Depuis qu’il a été débarqué de son poste de premier ministre en janvier 2014, Raymond Ndong Sima, s’est fait une spécialité : critiquer l’action de ses successeurs. « Pour lui, c’est après moi le déluge. Il n’a toujours pas digéré d’avoir été mis sur la touche », raille l’un d’entre eux.
Ces prises de parole, prétendument solides sur le fond, font habituellement la joie des médias d’opposition, trop heureux de trouver en l’ex-chef du gouvernement un Cassandre plus crédible que les habituelles figures de l’opposition radicale. Sauf que cette fois-ci, Ndong Sima semble s’être vraiment pris les pieds dans le tapis.
Dans une interview, aux accents résolument complotistes, diffusée dimanche 22 novembre sur le site d’information Gabon Actualité, l’ex-premier ministre tente – maladroitement – de jeter l’opprobre sur la politique anti-corruption du gouvernement. « On est en train de dire que les gens sont arrêtés et mis en prison ; que des sommes ont été trouvées ici et là. Mais où est l’argent qui a été trouvé chez ces gens-là ? C’est bien de dire à la population que des gens ont été impliqués dans les scandales financiers. Mais lorsque les opérations de recouvrement ont lieu, où est l’argent qui a été recouvré ? », fait mine de s’interroger l’ancien premier ministre.

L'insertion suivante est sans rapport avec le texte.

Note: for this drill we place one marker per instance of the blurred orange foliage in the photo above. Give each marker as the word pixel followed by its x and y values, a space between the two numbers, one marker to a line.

Et celui-ci d’insister : « On donne à la population toute entière une information sur des détournements qui ont lieu, c’est très bien de faire ça. Mais, mais il également faut que la contrepartie soit donnée à la population. C’est-à-dire, nous devons savoir combien a été recouvré, où est cet argent et ce qu’est-ce qu’on en a fait ».
Un ancien premier ministre devrait savoir ça
Au Gabon, beaucoup s’interrogent sur cette nouvelle sortie de l’ex-chef du gouvernement tant la réponse est en réalité « évidente », comme l’explique un professeur de l’UOB.
« Dans le cadre de scandales financiers – celui de l’Opération Scorpion, des dettes intérieures fictives ou autres -, même si des saisies de sommes d’argent, de véhicules, de biens immobiliers, etc., sont effectuées par les officiers de police judiciaire sous le contrôle du juge, ces valeurs mobilières ou immobilières sont placées sous scellées jusqu’à la date du jugement définitif, ce que l’on appelle la ‘chose jugée’. Ce, pour une raison simple : si au final les personnes inculpées sont déclarées innocentes, l’argent saisi leur sera intégralement restitué. Il s’agit d’un principe fondamental du droit », explique l’universitaire, spécialiste de la procédure judiciaire.
L’ancien premier ministre Raymond Ndong Sima pouvait-il ignorer cela ? Difficile de le dire. Entre ignorance (donc incompétence) ou malveillance (malhonnêteté intellectuelle aux fins de critique systématique du gouvernement), les internautes gabonais semblent partagés.
Mais il est un point en revanche sur lequel une grande majorité d’entre eux s’accordent : durant ses deux années de mandat de premier ministre (de février 2012 à janvier 2014), le niveau de corruption était incomparablement plus élevé au Gabon qu’il ne l’est aujourd’hui. De cela, Raymond Ndong Sima, d’habitude très prolixe, se garde bien de parler.